Inflation in the euro area hit a new high for the 11th consecutive month as energy prices continued to rise, bolstering calls for the European Central Bank to continue aggressive interest rate rises when it meets next month.
Consumer prices in the eurozone rose 10 per cent in the year to September, accelerating from 9.1 per cent in August, which was already the highest level in the euro’s 23-year history. The price rises also outstripped the 9.7 per cent expected by economists polled by Reuters.

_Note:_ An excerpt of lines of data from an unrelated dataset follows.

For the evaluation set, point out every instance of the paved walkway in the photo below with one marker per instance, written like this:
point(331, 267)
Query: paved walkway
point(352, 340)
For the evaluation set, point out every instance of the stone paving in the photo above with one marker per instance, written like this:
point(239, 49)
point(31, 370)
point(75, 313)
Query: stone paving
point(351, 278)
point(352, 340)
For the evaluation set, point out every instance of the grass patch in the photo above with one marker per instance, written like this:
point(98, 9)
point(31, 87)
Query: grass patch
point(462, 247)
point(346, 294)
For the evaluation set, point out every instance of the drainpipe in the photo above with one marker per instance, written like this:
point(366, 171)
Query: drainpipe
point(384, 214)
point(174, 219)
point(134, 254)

Russia’s squeezing of gas supplies to Europe after its invasion of Ukraine has sent energy prices surging and forced governments to intervene by spending hundreds of billions of euros to shield consumers and businesses from the fallout. Energy prices rose 40.8 per cent in September, up from 38.6 per cent the previous month, according to a flash estimate by Eurostat, the European Commission’s statistics arm.
EU energy ministers were on Friday due to discuss windfall levies on non-gas power generators and fossil fuel companies and a cut to peak electricity consumption of 5 per cent, as well as a potential cap on wholesale gas prices. Economists expect the 19-country bloc to fall in recession this winter, as households reduce their spending and industrial groups cut back on production.
Carsten Brzeski, an economist at Dutch bank ING, said new fiscal support measures would “soften the recession in the eurozone and lower the peak of inflation, but also mean the fall in inflation next year will be less accentuated because you will have stronger demand”.
Prices of food, alcohol and tobacco in the eurozone rose 11.8 per cent, up from 10.6 per cent in August. Core inflation, which excludes more volatile energy and food prices to offer economists a clearer idea of underlying price pressures, rose 4.8 per cent, up from 4.3 per cent in August.
More than half the euro area’s 19 countries had double-digit levels of inflation and in three Baltic countries it was above 20 per cent. However, inflation slowed in France from 6.6 per cent to 6.2 per cent — the lowest in the bloc thanks to large subsidies on energy bills. Dutch finance minister Sigrid Kaag said it was “terrible” that inflation in the country had hit 17.1 per cent.
The overall eurozone figure was lifted by German inflation, which hit a new 71-year-high of 10.9 per cent in September after the expiry of government measures to cushion the impact of the energy crisis, including a fuel duty rebate and a subsidised €9 monthly train ticket.
However, Germany on Thursday became the latest EU country to announce further measures to reduce energy costs for consumers and businesses. Berlin aims to spend €200bn on capping gas and electricity prices.
Deutsche Bank economists estimated Berlin’s plan would knock 3 percentage points off German inflation next year compared with the bank’s previous forecast of 9 per cent and soften the fall in 2023 output to minus 2 per cent, compared with its previous forecast of minus 3.5 per cent.
The ECB, which targets inflation of 2 per cent, has said inflation is “far too high” and indicated it intends to keep raising rates until price growth slows down appreciably. The central bank has raised its deposit rate by 1.25 percentage points at its last two policy meetings and markets are pricing in a further 0.75 percentage point rise on October 27.
Nouriel Roubini, economics professor at New York University, predicted in a tweet that the eurozone was heading for a “stagflationary hard landing” caused by persistently high inflation and stagnant growth. He warned the ECB would have to raise rates “faster and sooner causing serious economic, financial and political stresses”.
Separate figures from Eurostat on Friday showed the total number of unemployed people in the euro area fell by 30,000 to just below 11mn in August, the smallest monthly decline so far this year, while the jobless rate remained flat at 6.6 per cent.
Jessica Hinds, an economist at Capital Economics, said: “We expect the tight labour market to keep upward pressure on pay settlements,” which she predicted would keep services prices rising and push overall eurozone inflation even higher in the coming months.